As it stands, the Scottish government plans to end the EU-legacy Basic Payment Scheme payments in 2026 and introduce a four-tier farm support scheme in 2027. This is set to see funding split into four tiers with particular nature and climate conditions attached to payments.

“I can announce today that the funding for Tiers 1 and 2 – the tiers that will reflect most closely the direct payment regime, albeit with conditions built in from the start – will constitute at least 70% of the overall funding envelope to support farming, crofting and land management from 2027,” Yousaf said.

The remaining 30% of the farm funding is due to be for targeted measures like creating wetlands or restoring peatlands, according to a BBC report.

The move sets Scotland on a different trajectory to England, where farmers are set to be paid for delivering environmental measures under Environmental Land Management (ELM) schemes, with food production itself not due to be directly subsidised. 

In his speech, Yousaf said that farmers will be expected to deliver “far more for nature and climate in return for this funding”. 

He continued: “You will challenge us, rightly, to ask us to work with you to help ensure our land is more sustainable. I promise you we will do that. And I will also ensure we will admit when we haven't got things right. 

“[...] What we need from you is ensuring that production is sustainable as possible and reducing carbon as much as possible. Everyone who wants to stay involved in beef production in Scotland has to do their bit. The government has to do our bit, and we need you to do yours, which you are doing - but we'll always keep pushing to see what more can be done. 
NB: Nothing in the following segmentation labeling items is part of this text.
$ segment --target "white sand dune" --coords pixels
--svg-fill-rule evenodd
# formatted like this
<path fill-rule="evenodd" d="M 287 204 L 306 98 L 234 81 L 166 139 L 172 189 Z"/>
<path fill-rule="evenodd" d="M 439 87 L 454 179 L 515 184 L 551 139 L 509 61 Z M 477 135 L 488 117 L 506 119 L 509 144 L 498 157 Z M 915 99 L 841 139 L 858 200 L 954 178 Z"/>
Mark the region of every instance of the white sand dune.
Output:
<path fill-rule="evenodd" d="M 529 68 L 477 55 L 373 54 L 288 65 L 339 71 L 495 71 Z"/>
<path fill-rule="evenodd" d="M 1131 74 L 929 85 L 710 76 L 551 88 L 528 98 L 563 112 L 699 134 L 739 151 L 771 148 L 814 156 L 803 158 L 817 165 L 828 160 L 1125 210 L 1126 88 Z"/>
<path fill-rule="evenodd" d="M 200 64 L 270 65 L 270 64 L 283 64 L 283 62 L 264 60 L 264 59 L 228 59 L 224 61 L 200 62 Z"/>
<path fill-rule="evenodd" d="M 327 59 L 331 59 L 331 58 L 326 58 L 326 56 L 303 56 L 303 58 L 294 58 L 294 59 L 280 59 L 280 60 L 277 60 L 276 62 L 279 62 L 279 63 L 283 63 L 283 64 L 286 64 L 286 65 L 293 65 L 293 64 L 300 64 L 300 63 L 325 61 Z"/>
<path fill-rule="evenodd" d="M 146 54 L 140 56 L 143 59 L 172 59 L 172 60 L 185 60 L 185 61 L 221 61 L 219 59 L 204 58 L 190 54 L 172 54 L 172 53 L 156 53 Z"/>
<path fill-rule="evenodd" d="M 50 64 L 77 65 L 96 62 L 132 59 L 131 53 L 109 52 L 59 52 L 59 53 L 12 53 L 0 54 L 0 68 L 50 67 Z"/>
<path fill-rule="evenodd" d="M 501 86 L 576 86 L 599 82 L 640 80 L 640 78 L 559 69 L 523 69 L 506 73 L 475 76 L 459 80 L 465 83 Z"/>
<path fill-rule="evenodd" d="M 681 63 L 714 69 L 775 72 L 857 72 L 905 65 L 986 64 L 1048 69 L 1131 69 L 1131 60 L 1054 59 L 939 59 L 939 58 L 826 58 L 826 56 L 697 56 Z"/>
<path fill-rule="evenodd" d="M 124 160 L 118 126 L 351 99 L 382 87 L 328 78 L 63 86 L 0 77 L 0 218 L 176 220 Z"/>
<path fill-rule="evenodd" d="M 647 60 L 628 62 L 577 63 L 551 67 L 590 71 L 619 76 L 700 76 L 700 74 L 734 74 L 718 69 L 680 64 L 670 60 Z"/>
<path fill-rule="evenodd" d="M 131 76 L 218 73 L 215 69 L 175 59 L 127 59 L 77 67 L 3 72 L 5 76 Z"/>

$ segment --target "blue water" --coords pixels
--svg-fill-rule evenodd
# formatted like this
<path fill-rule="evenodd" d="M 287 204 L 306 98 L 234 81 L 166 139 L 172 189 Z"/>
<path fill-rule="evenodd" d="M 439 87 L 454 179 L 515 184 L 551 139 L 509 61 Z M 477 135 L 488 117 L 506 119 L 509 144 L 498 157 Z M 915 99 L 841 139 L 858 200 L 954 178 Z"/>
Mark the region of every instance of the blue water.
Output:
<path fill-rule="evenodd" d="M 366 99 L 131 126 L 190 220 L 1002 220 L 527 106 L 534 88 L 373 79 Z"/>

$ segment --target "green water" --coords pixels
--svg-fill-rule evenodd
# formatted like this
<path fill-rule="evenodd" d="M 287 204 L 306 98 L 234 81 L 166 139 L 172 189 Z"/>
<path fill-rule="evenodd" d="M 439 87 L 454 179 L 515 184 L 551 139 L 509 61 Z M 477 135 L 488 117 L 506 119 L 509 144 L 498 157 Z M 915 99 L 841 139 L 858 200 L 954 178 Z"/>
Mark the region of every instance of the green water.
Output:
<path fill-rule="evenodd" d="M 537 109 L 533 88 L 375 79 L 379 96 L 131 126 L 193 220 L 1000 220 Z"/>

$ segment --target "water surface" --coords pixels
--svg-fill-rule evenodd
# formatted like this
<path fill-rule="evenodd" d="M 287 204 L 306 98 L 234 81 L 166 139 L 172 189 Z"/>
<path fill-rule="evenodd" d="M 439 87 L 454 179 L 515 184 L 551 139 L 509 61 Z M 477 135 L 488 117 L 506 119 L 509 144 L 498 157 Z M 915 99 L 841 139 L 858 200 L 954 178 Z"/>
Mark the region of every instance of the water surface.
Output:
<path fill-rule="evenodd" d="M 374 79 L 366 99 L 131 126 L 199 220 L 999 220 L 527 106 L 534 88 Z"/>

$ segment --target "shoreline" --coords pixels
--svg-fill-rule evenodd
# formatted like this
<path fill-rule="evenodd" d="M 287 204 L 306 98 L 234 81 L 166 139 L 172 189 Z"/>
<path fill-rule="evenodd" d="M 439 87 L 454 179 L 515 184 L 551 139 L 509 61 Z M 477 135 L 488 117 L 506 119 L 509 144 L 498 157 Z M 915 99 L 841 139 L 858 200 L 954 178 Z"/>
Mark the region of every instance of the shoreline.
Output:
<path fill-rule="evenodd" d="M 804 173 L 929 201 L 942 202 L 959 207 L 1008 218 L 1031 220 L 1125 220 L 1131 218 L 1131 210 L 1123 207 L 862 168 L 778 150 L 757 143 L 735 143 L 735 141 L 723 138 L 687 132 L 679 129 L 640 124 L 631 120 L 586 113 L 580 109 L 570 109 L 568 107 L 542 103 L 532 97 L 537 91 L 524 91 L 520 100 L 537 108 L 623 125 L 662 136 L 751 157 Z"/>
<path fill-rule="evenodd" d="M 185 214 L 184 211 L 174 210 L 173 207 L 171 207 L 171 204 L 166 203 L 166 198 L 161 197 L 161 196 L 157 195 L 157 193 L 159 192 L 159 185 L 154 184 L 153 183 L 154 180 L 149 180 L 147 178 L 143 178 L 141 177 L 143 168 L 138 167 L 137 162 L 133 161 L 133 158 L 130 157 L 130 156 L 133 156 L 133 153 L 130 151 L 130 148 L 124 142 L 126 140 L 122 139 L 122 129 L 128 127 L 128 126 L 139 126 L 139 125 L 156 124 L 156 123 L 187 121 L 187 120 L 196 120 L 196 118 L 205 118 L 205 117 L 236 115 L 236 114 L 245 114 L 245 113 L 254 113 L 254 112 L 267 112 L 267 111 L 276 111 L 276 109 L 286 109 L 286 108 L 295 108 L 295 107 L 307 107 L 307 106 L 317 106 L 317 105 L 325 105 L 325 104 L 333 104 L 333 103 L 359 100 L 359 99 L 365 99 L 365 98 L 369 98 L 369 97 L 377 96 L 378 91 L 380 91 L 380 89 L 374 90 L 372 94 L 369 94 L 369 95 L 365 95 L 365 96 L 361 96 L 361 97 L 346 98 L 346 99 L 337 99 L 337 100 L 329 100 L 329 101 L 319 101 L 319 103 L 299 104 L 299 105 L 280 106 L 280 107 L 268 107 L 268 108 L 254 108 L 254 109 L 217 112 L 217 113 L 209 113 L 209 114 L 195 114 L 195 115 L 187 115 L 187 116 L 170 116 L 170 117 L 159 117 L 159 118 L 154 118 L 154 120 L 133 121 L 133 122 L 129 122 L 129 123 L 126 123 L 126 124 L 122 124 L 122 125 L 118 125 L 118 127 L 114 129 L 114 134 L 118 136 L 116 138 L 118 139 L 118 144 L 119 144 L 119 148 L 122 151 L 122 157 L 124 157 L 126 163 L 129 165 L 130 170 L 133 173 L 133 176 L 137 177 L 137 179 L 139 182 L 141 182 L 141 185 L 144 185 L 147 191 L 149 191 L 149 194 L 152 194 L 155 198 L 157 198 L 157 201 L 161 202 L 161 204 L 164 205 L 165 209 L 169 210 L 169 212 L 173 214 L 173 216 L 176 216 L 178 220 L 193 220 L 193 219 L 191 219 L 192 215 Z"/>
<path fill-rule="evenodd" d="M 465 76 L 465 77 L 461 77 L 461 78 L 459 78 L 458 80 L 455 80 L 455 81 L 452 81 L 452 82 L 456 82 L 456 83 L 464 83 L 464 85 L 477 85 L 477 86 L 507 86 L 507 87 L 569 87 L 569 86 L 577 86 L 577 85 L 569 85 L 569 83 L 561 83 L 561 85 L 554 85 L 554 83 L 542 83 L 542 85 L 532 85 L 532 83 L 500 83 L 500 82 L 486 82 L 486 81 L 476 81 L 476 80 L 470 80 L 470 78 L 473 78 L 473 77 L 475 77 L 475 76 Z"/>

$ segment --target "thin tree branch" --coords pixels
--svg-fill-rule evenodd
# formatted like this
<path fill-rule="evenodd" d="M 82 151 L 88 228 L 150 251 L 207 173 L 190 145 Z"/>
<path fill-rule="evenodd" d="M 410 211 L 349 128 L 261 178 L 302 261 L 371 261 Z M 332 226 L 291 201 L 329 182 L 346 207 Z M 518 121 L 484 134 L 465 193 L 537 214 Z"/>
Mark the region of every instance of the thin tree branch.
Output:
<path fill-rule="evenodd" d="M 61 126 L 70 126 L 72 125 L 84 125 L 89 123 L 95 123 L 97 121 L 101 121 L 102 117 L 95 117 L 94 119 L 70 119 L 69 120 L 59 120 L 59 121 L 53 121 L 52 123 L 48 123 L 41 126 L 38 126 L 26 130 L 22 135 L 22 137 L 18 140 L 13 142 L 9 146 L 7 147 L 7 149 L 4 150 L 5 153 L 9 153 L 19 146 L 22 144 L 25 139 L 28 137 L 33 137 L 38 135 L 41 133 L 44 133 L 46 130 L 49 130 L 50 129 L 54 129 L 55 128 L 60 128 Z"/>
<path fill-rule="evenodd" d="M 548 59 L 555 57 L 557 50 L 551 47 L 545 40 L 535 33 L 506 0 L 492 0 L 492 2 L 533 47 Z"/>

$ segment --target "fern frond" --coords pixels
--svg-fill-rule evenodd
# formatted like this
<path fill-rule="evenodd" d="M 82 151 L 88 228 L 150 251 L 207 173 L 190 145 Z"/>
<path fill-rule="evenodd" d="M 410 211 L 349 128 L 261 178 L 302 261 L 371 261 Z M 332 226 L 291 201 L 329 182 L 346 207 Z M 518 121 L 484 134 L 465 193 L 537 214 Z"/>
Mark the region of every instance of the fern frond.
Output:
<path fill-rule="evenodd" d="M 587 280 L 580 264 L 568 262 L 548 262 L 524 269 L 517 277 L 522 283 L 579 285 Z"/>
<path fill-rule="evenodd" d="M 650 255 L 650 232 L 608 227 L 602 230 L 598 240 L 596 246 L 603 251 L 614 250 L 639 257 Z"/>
“So that's why we've been clear that when it comes to support for production, that will come with conditions attached. In the future we'll have discussions and co-design those conditions with you. But unlike other parts of the UK, this [Scottish National Party] government remains absolutely committed to active farming, to providing direct payments for farmers and crofters, and ensuring there are absolutely no cliff-edges as we transition to a different support framework.”

Responding at the event, NFUS president Martin Kennedy said: “We welcome the first minister delivering clarity on future levels of support to be delivered under Scotland’s future agricultural policy.

“Equally important was the first minister’s recognition of the economic importance of our sector and his stated ambition that he wants to see our production of high-quality food and drink grow. That needs farming and crofting to be at the heart of the new agricultural policy and this Tier 1 and Tier 2 funding announcement is a lobbying success for NFU Scotland.”